All logged out users should be served a completely cached static page that bypasses PHP entirely, it's way faster than even an opcode cache and way less load.
WP-Super-Cache can serve static pages to logged out users and makes this rather easy to setup. It's practically a must for wordpress.
I've did some experiments - and yes APC is a little bit faster (1-5ms per page rendering) when used as key-value store in comparision to memcached via unix socket. However I had always problems with cache fragmentation and a resulting slowdown. If you use Apache mod_fcgid the PHP processes are beeing shot down and started at random and APC is is not shared acress them. With nginx and PHP-FPM is is not so true anymore. I've had the impression memcached is more solid.
For static caching I use nginx with fastcgi_cache. This makes WP-Supercache obsolete. I bybass the cache for requests containing certain cookies, so that logged in users always receive fresh pages.
Another big Wordpress performance sink is locales. If you have a blog in a non-english language consider using a language-caching plugin. Wordpress uses a PHP gettext implementation that is quite slow. 20% speedup if you cache the generated locales.
But it's a shame to spend days or months on tuning Wordpress, what is essentially just a blog engine.
I don't know how the caching plugin in WP works, however the most difficult part of caching is always cache invalidation, which is the reason why Memcache is better than an in-memory cache, even for a single server, because then you have the flexibility of invalidating cache entries from a background process that does not run on that server.
It's also great to have the flexibility of adding more servers in case of a huge spike, even if you are running on only one server. Like on Heroku, where you can just increase the number of dynos in realtime.

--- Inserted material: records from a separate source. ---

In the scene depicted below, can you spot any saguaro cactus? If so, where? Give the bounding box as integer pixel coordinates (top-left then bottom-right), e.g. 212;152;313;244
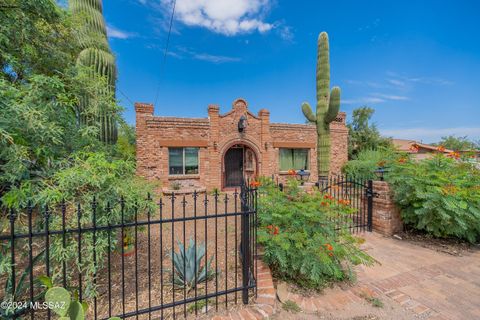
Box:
302;32;340;179
69;0;117;143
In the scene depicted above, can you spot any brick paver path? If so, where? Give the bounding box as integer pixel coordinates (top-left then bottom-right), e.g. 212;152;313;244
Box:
358;233;480;320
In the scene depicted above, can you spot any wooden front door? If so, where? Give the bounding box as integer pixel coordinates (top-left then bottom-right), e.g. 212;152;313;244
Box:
225;147;243;188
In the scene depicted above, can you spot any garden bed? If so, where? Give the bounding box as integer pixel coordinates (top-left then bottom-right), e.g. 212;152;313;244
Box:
395;230;480;256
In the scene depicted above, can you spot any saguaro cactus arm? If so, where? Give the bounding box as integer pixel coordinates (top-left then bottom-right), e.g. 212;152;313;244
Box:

Doing that without a central cache that every server can access can break your MySQL because each new server will have a cold cache.
If you want a smart cache invalidation system for NGINX please have a look at this plugin http://bit.ly/nginxmanager
Pages are cached on NGINX for not logged in user, and when a new content is published all and only the pages that contains that content are deleted from the cached and regenerated at the next request.
All logged out users should be served a completely cached static page that bypasses PHP entirely, it's way faster than even an opcode cache and way less load.
WP-Super-Cache can serve static pages to logged out users and makes this rather easy to setup. It's practically a must for wordpress.